Sur la face de la tablette, la terre apparaît sous la forme d’un disque entouré d’un cercle d’une certaine épaisseur d’où rayonnent des triangles. Le disque central correspond au continent : depuis les montagnes du Taurus en haut, coule l’Euphrate qui fait un coude en traversant Babylone figurée par un rectangle. Le fleuve disparaît dans les marais après avoir alimenté le Shatt al-Arab, sorte de canal latéral. Sur la droite de Babylone de haut en bas sont dessinés des cercles représentants l’Urartu (Arménie), l’Assyrie et Dêr, et sur la gauche, Habban et le Bît Yakîn. La ville de Suse se trouve au sud des marais. La terre est entourée de l’océan au-delà duquel se trouvent des triangles matérialisant des terres éloignées et des îles imaginaires, dont l’une porte la légende suivante : « endroit où le soleil n’est pas visible » (nord).
Carte babylonienne du monde, Sippar, British Museum 92687Carte babylonienne du monde, Sippar, British Museum (92687) © The Trustees of the British Museum CC BY-NC-SA 4.0.

Le court texte mythologique de la face accompagnant cette carte relate les lieux lointains où se sont aventurés des héros légendaires tels Utanapištim, l’immortel Noé babylonien qui vit sur une île, le roi Sargon d’Akkad qui a franchi les limites du monde réel au cours de ses campagnes militaires et son adversaire, Nûr-Dagan, roi de Burušhanda, en Anatolie.

Le texte du revers, sans doute un ajout du copiste, a pour but d’expliquer en quoi consistent les régions sises au-delà de l’océan : des lieux au climat particulier où la flore est exubérante et la faune merveilleuse.

Non contents de s’exercer à la cartographie à différentes échelles, les habitants de Mésopotamie se sont également essayés à dessiner les constellations dans le ciel.  Un disque d’argile découvert à Ninive et datant du septième siècle av.
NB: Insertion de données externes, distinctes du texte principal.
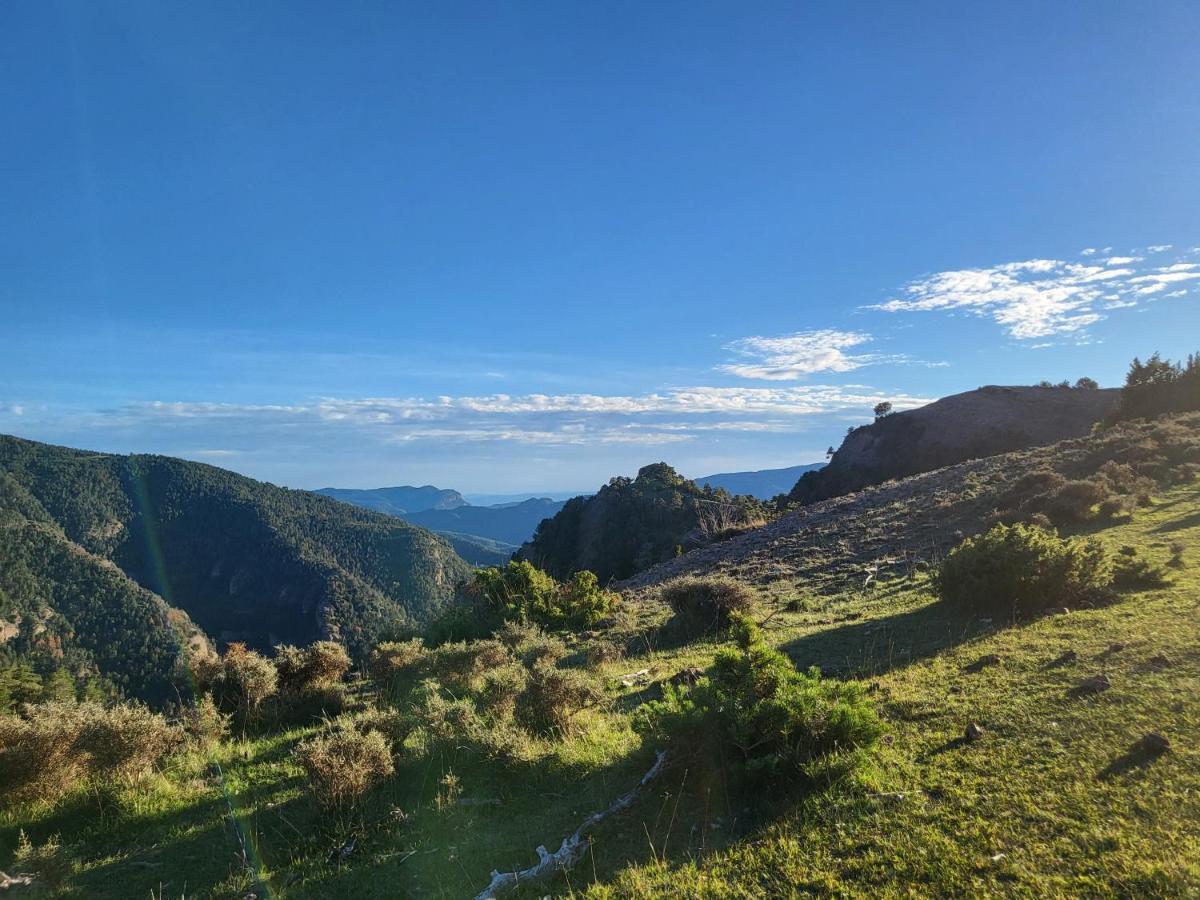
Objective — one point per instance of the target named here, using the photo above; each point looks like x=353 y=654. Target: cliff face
x=964 y=426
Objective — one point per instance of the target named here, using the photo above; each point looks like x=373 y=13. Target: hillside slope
x=1055 y=798
x=631 y=523
x=509 y=523
x=63 y=607
x=396 y=501
x=964 y=426
x=762 y=484
x=245 y=559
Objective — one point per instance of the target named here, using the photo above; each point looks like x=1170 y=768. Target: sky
x=508 y=247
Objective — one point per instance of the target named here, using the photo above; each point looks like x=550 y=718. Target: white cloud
x=1037 y=299
x=666 y=417
x=790 y=357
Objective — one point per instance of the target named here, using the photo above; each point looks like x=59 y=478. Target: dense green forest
x=100 y=546
x=629 y=525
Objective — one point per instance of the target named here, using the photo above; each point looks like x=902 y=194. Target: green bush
x=343 y=765
x=240 y=681
x=708 y=601
x=204 y=724
x=521 y=592
x=397 y=661
x=552 y=697
x=755 y=701
x=1074 y=502
x=51 y=864
x=1023 y=569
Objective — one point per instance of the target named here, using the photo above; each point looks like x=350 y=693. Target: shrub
x=51 y=864
x=244 y=681
x=552 y=697
x=124 y=739
x=318 y=665
x=396 y=661
x=343 y=765
x=204 y=724
x=760 y=706
x=707 y=601
x=532 y=645
x=604 y=651
x=1023 y=569
x=40 y=751
x=460 y=666
x=523 y=593
x=52 y=747
x=501 y=689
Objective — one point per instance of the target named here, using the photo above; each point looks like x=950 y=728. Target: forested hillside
x=633 y=523
x=70 y=618
x=245 y=559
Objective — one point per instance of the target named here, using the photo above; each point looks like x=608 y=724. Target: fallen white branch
x=574 y=846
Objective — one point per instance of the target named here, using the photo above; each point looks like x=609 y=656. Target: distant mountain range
x=109 y=563
x=487 y=534
x=397 y=501
x=483 y=535
x=762 y=484
x=964 y=426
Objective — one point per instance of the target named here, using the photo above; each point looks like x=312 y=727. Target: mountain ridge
x=246 y=561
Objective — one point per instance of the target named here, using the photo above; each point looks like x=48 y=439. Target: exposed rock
x=964 y=426
x=1096 y=684
x=1155 y=743
x=688 y=677
x=988 y=659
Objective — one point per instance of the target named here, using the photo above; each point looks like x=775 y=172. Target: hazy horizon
x=528 y=249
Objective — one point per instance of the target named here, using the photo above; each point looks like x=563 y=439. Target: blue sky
x=526 y=246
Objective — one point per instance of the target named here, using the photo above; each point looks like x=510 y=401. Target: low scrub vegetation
x=1019 y=570
x=520 y=592
x=240 y=681
x=771 y=715
x=707 y=603
x=343 y=763
x=51 y=748
x=491 y=694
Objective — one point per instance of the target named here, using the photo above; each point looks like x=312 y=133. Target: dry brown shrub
x=343 y=765
x=553 y=696
x=708 y=601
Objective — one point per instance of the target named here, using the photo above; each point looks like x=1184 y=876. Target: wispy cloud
x=790 y=357
x=664 y=417
x=1037 y=299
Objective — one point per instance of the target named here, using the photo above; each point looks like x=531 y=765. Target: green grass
x=1053 y=801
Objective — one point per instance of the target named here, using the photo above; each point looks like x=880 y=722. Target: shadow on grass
x=1135 y=757
x=876 y=646
x=1179 y=525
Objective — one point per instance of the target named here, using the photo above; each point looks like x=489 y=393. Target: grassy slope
x=1053 y=801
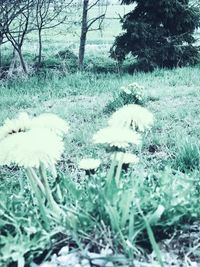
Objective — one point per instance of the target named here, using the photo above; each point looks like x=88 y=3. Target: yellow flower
x=116 y=136
x=51 y=122
x=89 y=164
x=21 y=124
x=133 y=116
x=31 y=148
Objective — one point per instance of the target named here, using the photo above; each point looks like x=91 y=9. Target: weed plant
x=128 y=209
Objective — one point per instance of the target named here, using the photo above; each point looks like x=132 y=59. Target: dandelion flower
x=126 y=158
x=31 y=149
x=21 y=124
x=133 y=116
x=51 y=122
x=116 y=136
x=89 y=164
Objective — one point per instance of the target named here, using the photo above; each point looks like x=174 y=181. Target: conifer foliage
x=159 y=34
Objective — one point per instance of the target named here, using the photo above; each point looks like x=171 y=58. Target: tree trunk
x=84 y=30
x=39 y=47
x=22 y=62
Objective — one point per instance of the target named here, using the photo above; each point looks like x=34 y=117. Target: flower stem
x=41 y=206
x=39 y=183
x=53 y=205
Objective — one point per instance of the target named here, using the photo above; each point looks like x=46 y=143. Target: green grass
x=167 y=175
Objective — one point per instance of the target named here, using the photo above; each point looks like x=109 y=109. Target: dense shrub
x=159 y=33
J.-C. est divisé en huit parts, chacune contenant le dessin d’une ou deux constellations avec un texte magique.
Dessin du « planisphère » de Ninive, vers 650 av. J.-C., British MuseumDessin du « planisphère » de Ninive, vers 650 av. J.-C., British Museum (467620001) © The Trustees of the British Museum CC BY-NC-SA 4.0.

Toutes ces cartes suggèrent que les habitants du Proche-Orient ancien excellaient dans l’observation de leur environnement et de leur planète.